# How can I merge multiple mp3 files??



## buc99 (Dec 11, 2003)

Can someone tell me an application for merging multiple mp3 files?  I have a folder that contains multiple mp3 files and I would like to merge them into one long file.  (Talking about hundreds, so quicktime may be cumbersome)

Thanks in advance.
SA


----------



## Zammy-Sam (Dec 12, 2003)

versiontracker.com is so easy to use. Simply search for "merge mp3" and you get this:
http://www.versiontracker.com/dyn/moreinfo/macosx/20670

Enjoy!


----------



## buc99 (Dec 12, 2003)

Zammy-Sam said:
			
		

> versiontracker.com is so easy to use.

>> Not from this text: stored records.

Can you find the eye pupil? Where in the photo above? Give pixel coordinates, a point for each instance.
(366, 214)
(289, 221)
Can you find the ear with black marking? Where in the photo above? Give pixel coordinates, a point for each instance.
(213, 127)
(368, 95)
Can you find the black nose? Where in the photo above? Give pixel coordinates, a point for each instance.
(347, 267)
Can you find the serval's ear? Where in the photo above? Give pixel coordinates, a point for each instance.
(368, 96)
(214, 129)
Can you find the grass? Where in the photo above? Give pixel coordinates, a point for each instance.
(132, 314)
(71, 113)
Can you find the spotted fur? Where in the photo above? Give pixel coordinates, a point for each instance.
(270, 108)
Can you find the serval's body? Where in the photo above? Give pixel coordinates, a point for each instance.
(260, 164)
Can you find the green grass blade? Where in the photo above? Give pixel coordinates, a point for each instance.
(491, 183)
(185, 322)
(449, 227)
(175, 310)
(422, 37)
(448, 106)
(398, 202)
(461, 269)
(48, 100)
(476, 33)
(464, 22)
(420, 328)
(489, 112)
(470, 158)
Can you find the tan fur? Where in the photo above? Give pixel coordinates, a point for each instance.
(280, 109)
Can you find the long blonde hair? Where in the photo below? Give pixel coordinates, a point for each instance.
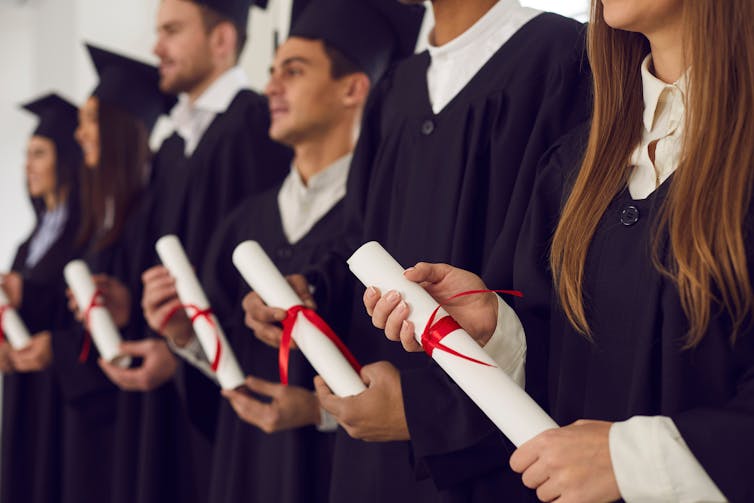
(709, 198)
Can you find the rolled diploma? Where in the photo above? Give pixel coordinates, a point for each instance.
(171, 254)
(262, 275)
(13, 326)
(105, 334)
(509, 407)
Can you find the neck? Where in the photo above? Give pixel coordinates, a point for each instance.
(668, 58)
(454, 17)
(195, 92)
(51, 202)
(313, 157)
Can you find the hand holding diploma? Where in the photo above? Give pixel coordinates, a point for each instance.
(12, 326)
(264, 320)
(514, 412)
(326, 353)
(196, 306)
(96, 317)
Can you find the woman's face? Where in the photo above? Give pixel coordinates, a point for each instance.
(87, 134)
(642, 16)
(41, 176)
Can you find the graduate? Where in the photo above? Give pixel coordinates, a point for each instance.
(31, 392)
(646, 220)
(444, 169)
(113, 131)
(317, 95)
(219, 152)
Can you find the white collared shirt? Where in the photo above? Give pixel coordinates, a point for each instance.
(192, 120)
(303, 205)
(454, 64)
(51, 227)
(663, 121)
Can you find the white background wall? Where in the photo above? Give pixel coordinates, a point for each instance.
(41, 50)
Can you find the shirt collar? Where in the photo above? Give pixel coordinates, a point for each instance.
(502, 11)
(653, 88)
(216, 98)
(331, 176)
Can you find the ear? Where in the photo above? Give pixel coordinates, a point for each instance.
(356, 89)
(222, 40)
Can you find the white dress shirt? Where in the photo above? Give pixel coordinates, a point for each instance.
(303, 205)
(651, 461)
(53, 223)
(664, 111)
(192, 120)
(454, 64)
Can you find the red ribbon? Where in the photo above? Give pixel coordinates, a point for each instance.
(285, 342)
(3, 309)
(86, 346)
(198, 312)
(435, 332)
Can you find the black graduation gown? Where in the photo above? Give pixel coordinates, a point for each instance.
(31, 424)
(248, 464)
(89, 411)
(189, 197)
(152, 459)
(635, 364)
(445, 187)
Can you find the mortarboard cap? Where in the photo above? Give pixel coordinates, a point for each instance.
(58, 119)
(130, 85)
(371, 33)
(235, 10)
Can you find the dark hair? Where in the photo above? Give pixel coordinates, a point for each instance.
(211, 18)
(120, 175)
(340, 64)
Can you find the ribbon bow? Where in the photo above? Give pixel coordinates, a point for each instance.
(285, 342)
(196, 313)
(435, 331)
(86, 346)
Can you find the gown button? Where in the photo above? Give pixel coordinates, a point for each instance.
(285, 253)
(428, 127)
(629, 215)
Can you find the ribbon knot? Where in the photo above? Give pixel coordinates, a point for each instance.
(435, 331)
(285, 342)
(86, 346)
(195, 312)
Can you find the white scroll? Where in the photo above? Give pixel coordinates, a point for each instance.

Simply search for "merge mp3" and you get this:
> http://www.versiontracker.com/dyn/moreinfo/macosx/20670
> 
> Enjoy!



Thanks, but there is only one app on version tracker.  It sucks and does not want to work properly with multiple mp3 files.  I was hoping there was a command line app I could use instead.

Thanks.
SA


----------



## scruffy (Dec 12, 2003)

this might help:
http://mpgedit.org

From their docs, they offer this example usage:
mpgedit -o output.mp3 -e- test1_1.mp3 test1_2.mp3 test1_3.mp3 test1_4.mp3

Which is supposed to make one mp3 file out of the four test1_[1-4].mp3 files.


----------



## buc99 (Dec 13, 2003)

scruffy said:
			
		

> this might help:
> http://mpgedit.org
> 
> From their docs, they offer this example usage:
> ...



Exactly what I was looking for, except I can not compile the program.  Any ideas?

Thanks.
SA


----------